My sexy new cooker

 

 

On our first "we're moving to England" trip, we saw a house with a massive iron stove standing kind of free-form in the middle of the kitchen like a Victorian monument. This was the first time I had ever seen an Aga

The story goes that a Nobel prize-winning Swedish physicist, forced to stay home and recuperate after breaking his leg (in a vigorous physics lab experiment gone wrong? the story doesn't say), was watching his wife cook and was struck by the thought that there had to be a better way. So he invented a new stove.  This story is on Wikipedia, so I assume it to be 100% true. 

The Aga is unlike other stoves. It is always on. It has no temperature settings. It is made of solid iron. It is as beautiful as it is functional. I knew that I had to have one. 

The Aga is, in a word, 'different'. I had my heart set on a "4 oven" cooker.

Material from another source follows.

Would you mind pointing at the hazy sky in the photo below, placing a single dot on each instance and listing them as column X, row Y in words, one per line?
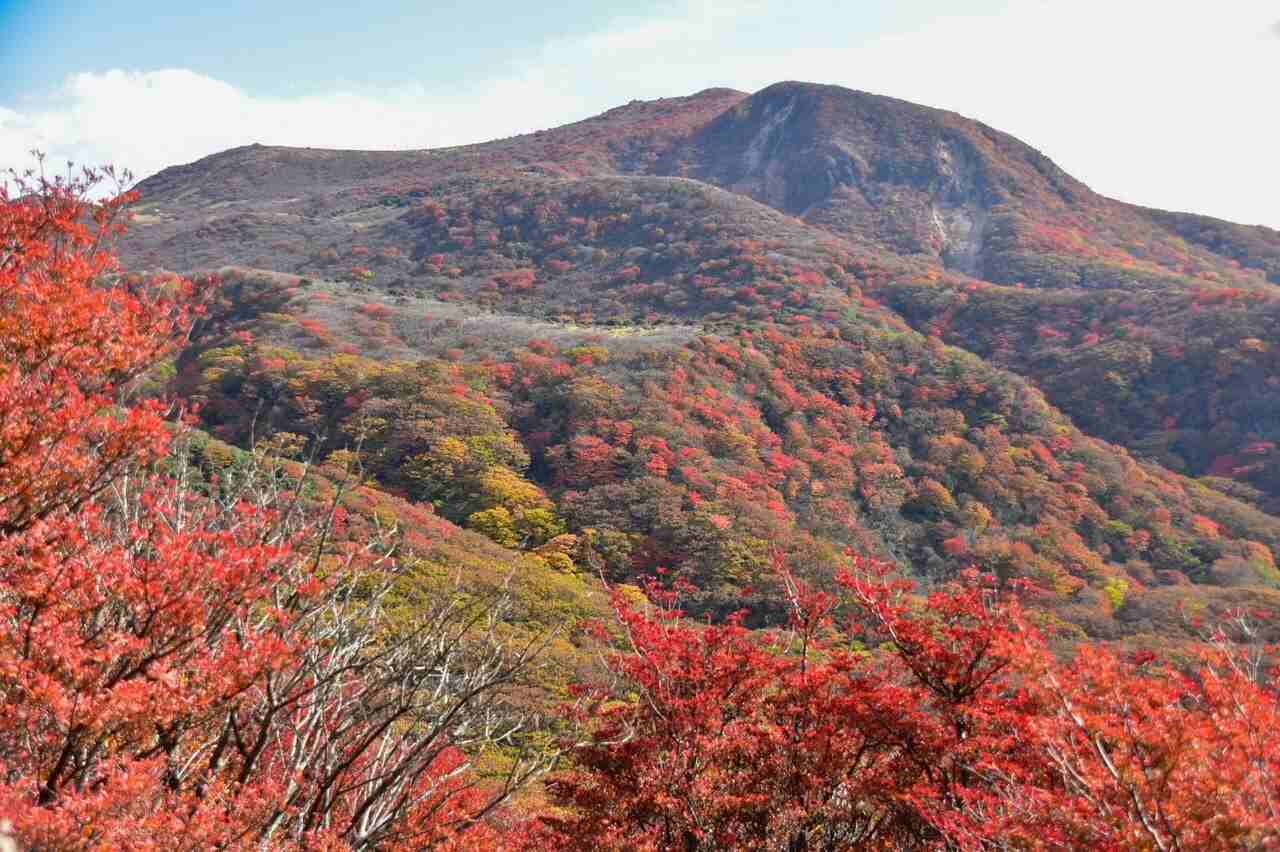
column 1171, row 104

And because there are no temperature settings, each of the ovens maintains a different heat level. Roasting, Baking, Simmering, Warming. In clockwise order. Something about induction or air-flow or whatever keeps the heat constant and ready. The 1,300 pounds of iron used to form the beast mean that the heat is retained. 

It also puts out a bit of heat, warming your kitchen by 5 degrees or so, and creating a homey atmosphere that pets and kids love. When we moved to Massachusetts and experienced our first several feet of snow, I knew that if I had ever found the right place to bring in an Aga, this was definitely it. 

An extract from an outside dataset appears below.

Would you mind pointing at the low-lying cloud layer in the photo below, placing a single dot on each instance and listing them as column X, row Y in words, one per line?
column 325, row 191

One problem: they're only made in England. Which means that every Aga has to get on a ship. And the ships only land in Chicago(...! Apparently, they come down the St. Lawrence and across the Great Lakes). And the ships are slow. And you have to pay for everything in Sterling. Which means saving every penny for years in an "Aga" jar hoping that one day, when we grew up, we too could experience the joys of cast iron cookery on a mammoth, British scale. 

 

 

Part of the issue was going to be re-configuring the cabinetry.  All of it basically had to come out to make room for the stove. And then new cabinets back in around it. Which meant saving more pennies, and maybe scrounging in couch cushions and behind car seats. But finally, finally we went to the store to pick out the new addition to our family. 

We chose the red one.

 

It took weeks and weeks to come together. First, the stove got lost at sea. Or put on the wrong boat. Nope, not that boat. The next boat. And when I said "next", I actually meant the one after this one. No, no. The other one. It will one day show up in the US, don't worry. Oh! It finally arrived! Wait. No, sorry. That was somebody else's. Oh wait! It's here! Um. We ordered the wrong kind. Please, Mr. Grady, put your heart back into your throat. We can simply convert this kind to the other kind you ordered with a couple of days effort. See? No problem!

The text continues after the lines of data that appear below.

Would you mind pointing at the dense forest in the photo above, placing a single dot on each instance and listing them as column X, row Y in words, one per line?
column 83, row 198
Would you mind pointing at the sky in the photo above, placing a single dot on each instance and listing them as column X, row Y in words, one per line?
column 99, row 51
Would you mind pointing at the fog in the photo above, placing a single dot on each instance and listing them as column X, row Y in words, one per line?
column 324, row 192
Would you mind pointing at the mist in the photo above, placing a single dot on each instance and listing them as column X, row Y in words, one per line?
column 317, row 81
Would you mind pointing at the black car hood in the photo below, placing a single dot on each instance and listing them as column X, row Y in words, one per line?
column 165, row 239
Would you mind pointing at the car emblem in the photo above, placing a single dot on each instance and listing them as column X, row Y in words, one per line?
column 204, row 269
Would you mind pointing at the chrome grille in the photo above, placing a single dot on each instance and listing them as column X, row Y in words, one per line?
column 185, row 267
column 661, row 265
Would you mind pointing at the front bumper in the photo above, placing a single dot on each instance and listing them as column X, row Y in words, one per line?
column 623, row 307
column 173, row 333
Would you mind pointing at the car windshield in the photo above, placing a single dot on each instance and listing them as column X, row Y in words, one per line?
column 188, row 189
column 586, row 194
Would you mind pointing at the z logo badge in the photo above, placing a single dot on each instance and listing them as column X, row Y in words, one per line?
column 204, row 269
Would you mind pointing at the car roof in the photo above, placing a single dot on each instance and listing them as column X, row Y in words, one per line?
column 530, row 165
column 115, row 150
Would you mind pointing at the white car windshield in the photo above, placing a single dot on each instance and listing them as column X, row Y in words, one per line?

Beyond the insane wait for the ship to arrive and then the stove to be assembled by a man about 3 days younger than the house we live in, each step, no matter how simple or complex, took 7 days to complete. One week, remove existing cabinets. The next week, move the gas and water line (for a pot-filler faucet above the stove). Time passes. Install the stove (but don't hook it up). Wait a week. Install the base cabinets. Have the countertop templates cut. Wait a week. Install the counter tops. More time passes. Install the tops of the cabinets. Wait. Tile. Wait. Faucet. Wait. Trim. Wait hook up the stove.

OK. Now. Ready, set cook. 

 

When cooking in an Aga, you've got to remember that a) you can't change the temperature, and b) the oven doors are solid iron, and you're not going to smell anything cooking through them.  It's like cooking by feel, rather than science. Want something to crisp? Move it up and to the right a bit. Want something to slow down a bit? Stick it over in the simmering oven. After a while, you develop a connection with your stove that lets you kind of suss out when something is done based on as much instinct as calculation.  

And besides which: it's a giant red stove. How could you not love it?